ADIEU MONSIEUR HAFFMANN réalisé par Fred Cavayé, disponible en DVD et Blu-ray le 18 mai 2022 chez Orange Studio.

Acteurs : Daniel Auteuil, Gilles Lellouche, Sara Giraudeau, Nikolai Kinski, Mathilde Bisson, Anne Coesens, Jérôme Cachon, Guillaume Marquet…

Scénario : Fred Cavayé & Sarah Kaminsky, d’après la pièce de théâtre de Jean-Philippe Daguerre

Photographie : Denis Rouden

Musique : Christophe Julien

Durée : 1h55

Date de sortie initiale : 2022

LE FILM

Paris 1941. François Mercier est un homme ordinaire qui n’aspire qu’à fonder une famille avec la femme qu’il aime, Blanche. Il est aussi l’employé d’un joaillier talentueux, M. Haffmann. Mais face à l’occupation allemande, les deux hommes n’auront d’autre choix que de conclure un accord dont les conséquences, au fil des mois, bouleverseront le destin de nos trois personnages.

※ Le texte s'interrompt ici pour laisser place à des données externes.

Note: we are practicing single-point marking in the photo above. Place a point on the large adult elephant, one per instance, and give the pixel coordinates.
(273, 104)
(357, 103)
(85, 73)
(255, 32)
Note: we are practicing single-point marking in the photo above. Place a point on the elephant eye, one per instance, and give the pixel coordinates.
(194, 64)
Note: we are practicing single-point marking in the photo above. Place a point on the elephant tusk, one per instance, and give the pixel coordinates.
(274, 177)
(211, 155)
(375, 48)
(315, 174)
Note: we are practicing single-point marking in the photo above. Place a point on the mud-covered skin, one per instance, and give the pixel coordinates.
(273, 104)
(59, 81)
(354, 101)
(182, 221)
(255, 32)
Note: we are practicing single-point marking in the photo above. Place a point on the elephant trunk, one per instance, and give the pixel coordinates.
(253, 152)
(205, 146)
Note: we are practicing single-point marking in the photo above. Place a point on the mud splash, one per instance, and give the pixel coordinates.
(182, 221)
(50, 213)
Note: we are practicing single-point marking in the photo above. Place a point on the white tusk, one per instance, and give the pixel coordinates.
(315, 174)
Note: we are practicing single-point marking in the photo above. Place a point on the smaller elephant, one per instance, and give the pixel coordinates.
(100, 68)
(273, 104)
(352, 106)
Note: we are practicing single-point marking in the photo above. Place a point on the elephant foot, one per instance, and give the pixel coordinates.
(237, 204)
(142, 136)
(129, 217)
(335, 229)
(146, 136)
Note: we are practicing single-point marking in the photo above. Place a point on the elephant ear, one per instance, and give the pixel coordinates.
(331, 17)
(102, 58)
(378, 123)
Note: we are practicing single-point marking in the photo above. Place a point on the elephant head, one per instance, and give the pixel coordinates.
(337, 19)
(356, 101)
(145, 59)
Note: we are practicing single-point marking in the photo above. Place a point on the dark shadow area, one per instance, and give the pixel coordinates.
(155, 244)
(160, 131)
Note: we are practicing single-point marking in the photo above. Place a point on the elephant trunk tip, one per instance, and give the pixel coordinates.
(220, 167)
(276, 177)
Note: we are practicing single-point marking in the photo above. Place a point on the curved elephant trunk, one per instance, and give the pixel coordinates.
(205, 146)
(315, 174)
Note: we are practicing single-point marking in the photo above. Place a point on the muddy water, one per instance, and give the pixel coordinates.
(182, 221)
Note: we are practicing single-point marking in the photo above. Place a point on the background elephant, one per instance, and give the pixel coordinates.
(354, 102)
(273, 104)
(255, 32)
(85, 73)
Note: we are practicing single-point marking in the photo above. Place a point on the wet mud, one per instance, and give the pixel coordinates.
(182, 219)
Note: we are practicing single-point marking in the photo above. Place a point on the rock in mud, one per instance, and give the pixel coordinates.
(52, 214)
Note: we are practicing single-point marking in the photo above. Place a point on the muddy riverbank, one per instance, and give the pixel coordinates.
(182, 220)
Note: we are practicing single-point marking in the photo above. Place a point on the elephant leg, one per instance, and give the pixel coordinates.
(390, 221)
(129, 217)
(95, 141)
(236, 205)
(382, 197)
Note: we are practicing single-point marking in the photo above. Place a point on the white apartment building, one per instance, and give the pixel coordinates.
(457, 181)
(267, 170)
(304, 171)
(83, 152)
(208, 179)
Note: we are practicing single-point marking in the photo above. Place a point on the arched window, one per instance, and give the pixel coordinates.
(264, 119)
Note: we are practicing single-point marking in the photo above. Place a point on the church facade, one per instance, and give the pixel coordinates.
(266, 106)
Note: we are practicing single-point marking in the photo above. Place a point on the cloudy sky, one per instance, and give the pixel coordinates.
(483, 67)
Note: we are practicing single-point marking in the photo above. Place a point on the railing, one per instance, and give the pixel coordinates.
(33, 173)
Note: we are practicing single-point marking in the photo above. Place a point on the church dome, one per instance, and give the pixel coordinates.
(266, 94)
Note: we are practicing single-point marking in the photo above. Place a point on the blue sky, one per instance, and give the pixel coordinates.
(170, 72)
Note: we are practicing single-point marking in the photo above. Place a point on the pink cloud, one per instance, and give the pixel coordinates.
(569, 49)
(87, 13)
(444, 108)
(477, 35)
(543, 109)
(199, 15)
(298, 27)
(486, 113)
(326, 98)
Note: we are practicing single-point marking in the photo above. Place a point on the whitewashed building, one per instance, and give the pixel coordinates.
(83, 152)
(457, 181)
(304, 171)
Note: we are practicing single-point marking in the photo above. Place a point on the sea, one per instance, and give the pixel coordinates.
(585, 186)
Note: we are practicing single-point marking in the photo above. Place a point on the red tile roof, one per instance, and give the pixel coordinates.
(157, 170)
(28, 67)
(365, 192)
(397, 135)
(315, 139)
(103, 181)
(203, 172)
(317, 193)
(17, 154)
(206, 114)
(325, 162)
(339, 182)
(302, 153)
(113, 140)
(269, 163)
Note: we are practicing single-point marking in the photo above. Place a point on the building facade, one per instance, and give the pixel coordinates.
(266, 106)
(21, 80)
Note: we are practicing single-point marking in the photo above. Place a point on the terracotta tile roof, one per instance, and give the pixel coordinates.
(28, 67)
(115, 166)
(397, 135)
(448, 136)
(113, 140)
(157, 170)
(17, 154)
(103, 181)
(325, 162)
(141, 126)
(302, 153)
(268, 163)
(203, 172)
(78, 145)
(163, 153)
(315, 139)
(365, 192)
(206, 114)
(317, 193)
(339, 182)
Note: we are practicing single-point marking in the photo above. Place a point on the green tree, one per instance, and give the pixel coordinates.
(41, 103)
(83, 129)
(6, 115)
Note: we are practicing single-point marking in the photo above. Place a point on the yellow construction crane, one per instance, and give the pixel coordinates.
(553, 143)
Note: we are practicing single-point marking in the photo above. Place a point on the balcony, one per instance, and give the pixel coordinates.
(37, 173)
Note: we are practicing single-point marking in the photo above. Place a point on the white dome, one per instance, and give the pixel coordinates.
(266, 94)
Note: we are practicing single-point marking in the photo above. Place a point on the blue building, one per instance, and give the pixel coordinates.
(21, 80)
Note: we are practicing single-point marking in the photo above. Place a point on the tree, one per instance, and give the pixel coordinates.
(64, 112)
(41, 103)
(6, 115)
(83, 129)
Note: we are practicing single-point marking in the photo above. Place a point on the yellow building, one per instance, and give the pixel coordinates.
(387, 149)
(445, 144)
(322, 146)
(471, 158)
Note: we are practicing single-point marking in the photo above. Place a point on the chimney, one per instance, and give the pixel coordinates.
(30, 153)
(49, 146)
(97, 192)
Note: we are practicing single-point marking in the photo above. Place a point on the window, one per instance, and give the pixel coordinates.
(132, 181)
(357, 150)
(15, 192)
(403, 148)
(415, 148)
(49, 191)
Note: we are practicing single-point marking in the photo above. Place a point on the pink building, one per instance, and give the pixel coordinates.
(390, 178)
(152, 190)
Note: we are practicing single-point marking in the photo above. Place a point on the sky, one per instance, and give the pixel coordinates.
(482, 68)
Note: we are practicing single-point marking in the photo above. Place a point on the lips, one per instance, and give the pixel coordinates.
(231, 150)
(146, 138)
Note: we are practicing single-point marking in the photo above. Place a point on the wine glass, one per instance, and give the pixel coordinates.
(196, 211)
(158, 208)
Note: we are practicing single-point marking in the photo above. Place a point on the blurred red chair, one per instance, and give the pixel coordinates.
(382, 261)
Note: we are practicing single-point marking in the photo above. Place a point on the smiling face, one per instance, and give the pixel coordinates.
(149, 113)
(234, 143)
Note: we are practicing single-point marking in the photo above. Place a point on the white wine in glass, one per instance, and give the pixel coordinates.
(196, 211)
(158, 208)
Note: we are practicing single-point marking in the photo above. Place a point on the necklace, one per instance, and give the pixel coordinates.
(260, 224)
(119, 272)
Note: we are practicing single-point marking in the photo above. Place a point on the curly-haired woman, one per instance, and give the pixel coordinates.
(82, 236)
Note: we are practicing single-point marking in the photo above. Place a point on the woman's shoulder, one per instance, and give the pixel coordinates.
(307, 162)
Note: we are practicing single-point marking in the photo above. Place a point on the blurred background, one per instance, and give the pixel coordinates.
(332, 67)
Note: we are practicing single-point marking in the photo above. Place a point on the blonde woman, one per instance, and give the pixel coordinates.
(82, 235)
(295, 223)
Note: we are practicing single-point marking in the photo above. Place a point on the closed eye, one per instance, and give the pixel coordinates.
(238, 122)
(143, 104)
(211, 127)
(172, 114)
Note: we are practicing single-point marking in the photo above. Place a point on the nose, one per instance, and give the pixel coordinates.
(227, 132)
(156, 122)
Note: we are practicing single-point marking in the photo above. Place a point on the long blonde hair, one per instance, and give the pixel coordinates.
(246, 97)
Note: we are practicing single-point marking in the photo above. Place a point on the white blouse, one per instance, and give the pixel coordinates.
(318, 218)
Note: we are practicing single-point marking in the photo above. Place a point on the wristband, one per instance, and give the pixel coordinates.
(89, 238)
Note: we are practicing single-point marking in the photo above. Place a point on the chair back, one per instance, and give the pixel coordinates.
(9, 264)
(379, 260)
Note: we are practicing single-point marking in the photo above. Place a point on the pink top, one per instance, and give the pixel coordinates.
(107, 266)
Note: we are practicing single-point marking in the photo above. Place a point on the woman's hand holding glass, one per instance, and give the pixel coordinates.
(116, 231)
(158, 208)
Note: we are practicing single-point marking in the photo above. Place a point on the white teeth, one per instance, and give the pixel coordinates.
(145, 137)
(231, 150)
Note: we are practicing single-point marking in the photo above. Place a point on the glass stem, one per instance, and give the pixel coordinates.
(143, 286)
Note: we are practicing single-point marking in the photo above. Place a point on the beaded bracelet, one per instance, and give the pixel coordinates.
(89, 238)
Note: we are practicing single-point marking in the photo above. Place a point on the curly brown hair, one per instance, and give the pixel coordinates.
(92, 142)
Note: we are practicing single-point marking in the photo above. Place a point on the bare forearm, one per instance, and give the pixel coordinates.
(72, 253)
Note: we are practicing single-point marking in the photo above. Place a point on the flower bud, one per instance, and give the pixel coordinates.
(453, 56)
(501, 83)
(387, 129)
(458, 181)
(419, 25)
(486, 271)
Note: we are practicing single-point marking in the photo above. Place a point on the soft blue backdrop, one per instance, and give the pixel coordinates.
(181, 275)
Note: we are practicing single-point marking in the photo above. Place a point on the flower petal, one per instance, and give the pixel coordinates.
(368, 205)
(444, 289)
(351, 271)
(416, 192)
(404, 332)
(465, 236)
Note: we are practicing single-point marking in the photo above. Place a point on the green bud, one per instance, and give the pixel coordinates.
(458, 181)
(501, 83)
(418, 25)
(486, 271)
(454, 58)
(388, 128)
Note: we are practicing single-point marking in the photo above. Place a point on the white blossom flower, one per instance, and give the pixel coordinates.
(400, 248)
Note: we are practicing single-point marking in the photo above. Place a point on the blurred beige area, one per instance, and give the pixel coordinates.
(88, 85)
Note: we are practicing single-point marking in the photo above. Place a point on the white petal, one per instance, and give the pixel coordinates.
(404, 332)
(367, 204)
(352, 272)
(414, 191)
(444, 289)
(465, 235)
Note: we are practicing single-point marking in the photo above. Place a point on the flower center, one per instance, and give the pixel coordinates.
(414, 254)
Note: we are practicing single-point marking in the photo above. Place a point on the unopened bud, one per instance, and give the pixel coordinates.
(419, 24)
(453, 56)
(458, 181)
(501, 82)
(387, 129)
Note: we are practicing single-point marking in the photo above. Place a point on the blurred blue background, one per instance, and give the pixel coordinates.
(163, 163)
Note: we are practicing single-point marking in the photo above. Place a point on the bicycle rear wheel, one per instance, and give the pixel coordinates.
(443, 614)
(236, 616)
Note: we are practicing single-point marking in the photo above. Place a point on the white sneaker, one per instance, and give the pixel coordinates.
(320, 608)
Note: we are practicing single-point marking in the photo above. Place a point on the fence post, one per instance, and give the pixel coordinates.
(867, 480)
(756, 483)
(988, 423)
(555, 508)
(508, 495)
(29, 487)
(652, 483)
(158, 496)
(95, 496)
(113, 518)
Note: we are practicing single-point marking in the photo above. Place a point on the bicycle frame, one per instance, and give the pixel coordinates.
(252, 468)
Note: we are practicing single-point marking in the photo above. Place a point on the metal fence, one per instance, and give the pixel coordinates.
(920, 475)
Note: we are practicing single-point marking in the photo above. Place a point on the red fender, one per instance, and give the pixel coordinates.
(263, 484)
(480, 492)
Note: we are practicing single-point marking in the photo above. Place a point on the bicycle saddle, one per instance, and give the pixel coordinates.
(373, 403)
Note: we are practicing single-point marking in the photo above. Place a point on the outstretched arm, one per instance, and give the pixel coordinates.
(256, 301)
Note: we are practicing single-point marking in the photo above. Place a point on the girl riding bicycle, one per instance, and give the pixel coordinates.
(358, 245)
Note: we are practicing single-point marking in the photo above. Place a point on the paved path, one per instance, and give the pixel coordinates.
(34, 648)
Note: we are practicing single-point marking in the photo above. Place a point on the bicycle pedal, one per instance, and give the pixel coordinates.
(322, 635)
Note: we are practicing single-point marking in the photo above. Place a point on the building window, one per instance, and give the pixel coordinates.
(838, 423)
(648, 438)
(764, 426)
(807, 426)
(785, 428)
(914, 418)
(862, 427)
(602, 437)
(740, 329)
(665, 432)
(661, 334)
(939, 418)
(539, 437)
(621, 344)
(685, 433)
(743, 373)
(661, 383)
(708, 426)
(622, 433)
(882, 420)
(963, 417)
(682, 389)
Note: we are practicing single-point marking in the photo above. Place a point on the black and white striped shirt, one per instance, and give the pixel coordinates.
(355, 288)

Pour elle (2008) et À bout portant (2010) font partie des plus grandes réussites du polar populaire français de ces quinze dernières années. Fred Cavayé a su d’emblée imposer une marque de fabrique, en proposant deux thrillers allant à fond la caisse pendant 1h30, sans temps mort, comme une véritable course contre-la-montre, en prenant modèle sur les films de genre américains. Après une participation au film à sketches Les Infidèles, son troisième long métrage Mea Culpa, qui réunissait les têtes d’affiches de ses précédents films, Vincent Lindon et Gilles Lellouche, a été une immense déception, tant critique que commerciale et s’est soldée par un échec retentissant. Fred Cavayé avait besoin de se refaire et a donc accepté Radin !, une oeuvre de commande. Chose faite, puisque Radin ! reste une des meilleures comédies avec Dany Boon, décidément toujours au top dans un film qu’il ne dirige pas, un très bon divertissement, qui avait attiré 3 millions de spectateurs au cinéma en 2016. Par la suite, le réalisateur signera un nouveau succès avec Le Jeu, remake de Perfetti sconosciuti de Paolo Genovese, comédie qui avait cartonné dans les salles italiennes et dont l’adaptation française allait connaître le même engouement. Remis sur les rails, Fred Cavayé revient une fois de plus en force avec Adieu Monsieur Haffmann, libre transposition de la pièce de théâtre du même nom de Jean-Philippe Daguerre, lauréate de quatre Molières en 2018, trois prix d’interprétation et le prix du meilleur spectacle du Théâtre Privé. Coécrit par le cinéaste et Sarah Kaminsky (Raid dingue, La Ch’tite famille, Break), ce drame psychologique en huis clos prend à la gorge du début à la fin, en traitant de façon originale de la collaboration des français sous l’Occupation. Magistralement interprété par le trio Daniel Auteuil, Gilles Lellouche, Sara Giraudeau, Adieu Monsieur Haffmann a rassemblé plus de 700.000 spectateurs à sa sortie dans les salles en janvier 2022.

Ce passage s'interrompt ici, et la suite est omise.